Na última terça-feira, a OpenAI surpreendeu o mercado ao anunciar o encerramento do aplicativo de geração de vídeo por IA, Sora, além de reverter seus planos de integrar geração de vídeo ao ChatGPT. A decisão veio acompanhada do fim de um contrato bilionário com a Disney e uma reestruturação executiva, refletindo a necessidade da empresa em focar na rentabilidade e otimizar o uso de recursos computacionais.
Contexto e motivações por trás do fim do Sora
Lançado com grande expectativa, o Sora teve um início promissor, alcançando cerca de 4,8 milhões de downloads em outubro e 6,1 milhões em novembro de 2025. No entanto, esses números caíram drasticamente nos meses seguintes, chegando a pouco mais de 1 milhão em março de 2026. Segundo a empresa de inteligência de mercado Sensor Tower, essa queda ocorreu mesmo com a expansão do aplicativo para novos mercados, o que normalmente impulsionaria o crescimento.

Além do desempenho comercial, a OpenAI enfrentou desafios técnicos e financeiros significativos. A geração de vídeo demandava um volume enorme de poder computacional, o que elevava os custos em um momento em que a empresa buscava acelerar a lucratividade e conter perdas. Fontes da indústria indicam que o Sora ficou atrás de concorrentes como Google e Kling, que apresentaram soluções mais eficientes e com melhor aceitação.
Impactos no mercado e na parceria com a Disney
O encerramento do Sora também implicou no término antecipado do acordo de US$ 1 bilhão firmado com a Disney, que previa o uso da tecnologia da OpenAI para criar conteúdos com personagens de franquias como Pixar, Star Wars e Marvel, além de disponibilizar esses vídeos no Disney+. A decisão pegou a Disney de surpresa, interrompendo uma parceria que duraria três anos.
Apesar do cancelamento, especialistas do setor afirmam que a Disney continua aberta a parcerias com outras empresas de IA focadas em vídeo, como Google, Runway e Moonvalley, visando explorar novas formas de engajamento com seus fãs por meio de conteúdos gerados por inteligência artificial.

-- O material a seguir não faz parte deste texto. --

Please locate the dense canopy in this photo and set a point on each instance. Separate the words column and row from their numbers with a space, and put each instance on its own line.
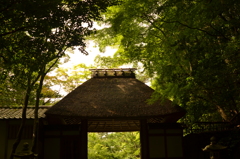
column 190, row 48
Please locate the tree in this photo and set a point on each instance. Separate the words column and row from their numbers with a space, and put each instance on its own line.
column 67, row 79
column 35, row 34
column 190, row 48
column 120, row 145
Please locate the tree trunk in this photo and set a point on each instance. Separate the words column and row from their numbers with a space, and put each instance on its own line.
column 36, row 119
column 222, row 113
column 20, row 131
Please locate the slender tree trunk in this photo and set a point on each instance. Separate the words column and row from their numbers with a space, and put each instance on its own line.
column 20, row 131
column 222, row 113
column 36, row 119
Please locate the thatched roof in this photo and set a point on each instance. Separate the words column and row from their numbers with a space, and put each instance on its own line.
column 114, row 94
column 16, row 112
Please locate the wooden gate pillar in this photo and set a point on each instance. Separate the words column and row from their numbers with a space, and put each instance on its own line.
column 84, row 139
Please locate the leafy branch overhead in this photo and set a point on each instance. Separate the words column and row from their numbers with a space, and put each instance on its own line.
column 189, row 47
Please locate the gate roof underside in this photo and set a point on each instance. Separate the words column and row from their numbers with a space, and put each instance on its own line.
column 113, row 99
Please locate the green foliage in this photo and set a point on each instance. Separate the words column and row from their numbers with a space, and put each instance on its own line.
column 120, row 145
column 67, row 79
column 189, row 47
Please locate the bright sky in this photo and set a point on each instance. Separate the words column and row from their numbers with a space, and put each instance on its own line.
column 77, row 57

Reorientação estratégica da OpenAI
Diante da crescente concorrência e da pressão dos investidores, a OpenAI anunciou uma mudança de foco para projetos que prometem maior retorno e menor custo computacional. Fidji Simo, CEO de implantação de AGI da OpenAI, destacou internamente a necessidade de concentrar esforços em produtividade e resultados comerciais, evitando distrações com iniciativas como o Sora e funcionalidades de "modo adulto" para ChatGPT.
Além disso, a empresa planeja direcionar sua capacidade computacional para pesquisas avançadas em simulação de mundo real e robótica, áreas consideradas estratégicas para o futuro da inteligência artificial aplicada a tarefas físicas e concretas.
Repercussões éticas e tecnológicas
O Sora, apesar de curto, gerou debates sobre o impacto da geração de vídeos hiper-realistas na confiança pública sobre o que é real ou falso. Especialistas alertam que a normalização de conteúdos gerados por IA em alta velocidade pode causar incertezas duradouras, especialmente em contextos sensíveis como notícias e conflitos.
Sam Gregory, diretor executivo da Witness, organização que combate deepfakes e desinformação, criticou a falta de investimentos focados em mitigar danos sociais e ressaltou que mudanças na OpenAI são motivadas mais por pressões financeiras do que por preocupações éticas.
Próximos passos e perspectivas
Com a descontinuação do Sora e a reorganização interna, a OpenAI intensifica a disputa com concorrentes como Anthropic, que tem se destacado em ferramentas empresariais e de codificação. A empresa também planeja ampliar seu portfólio de produtos focados em produtividade e soluções corporativas, buscando se posicionar para um possível IPO ainda em 2026.
Enquanto isso, o mercado de IA para geração de vídeo segue dinâmico e competitivo, com múltiplas empresas investindo em inovação e parcerias estratégicas para conquistar espaço.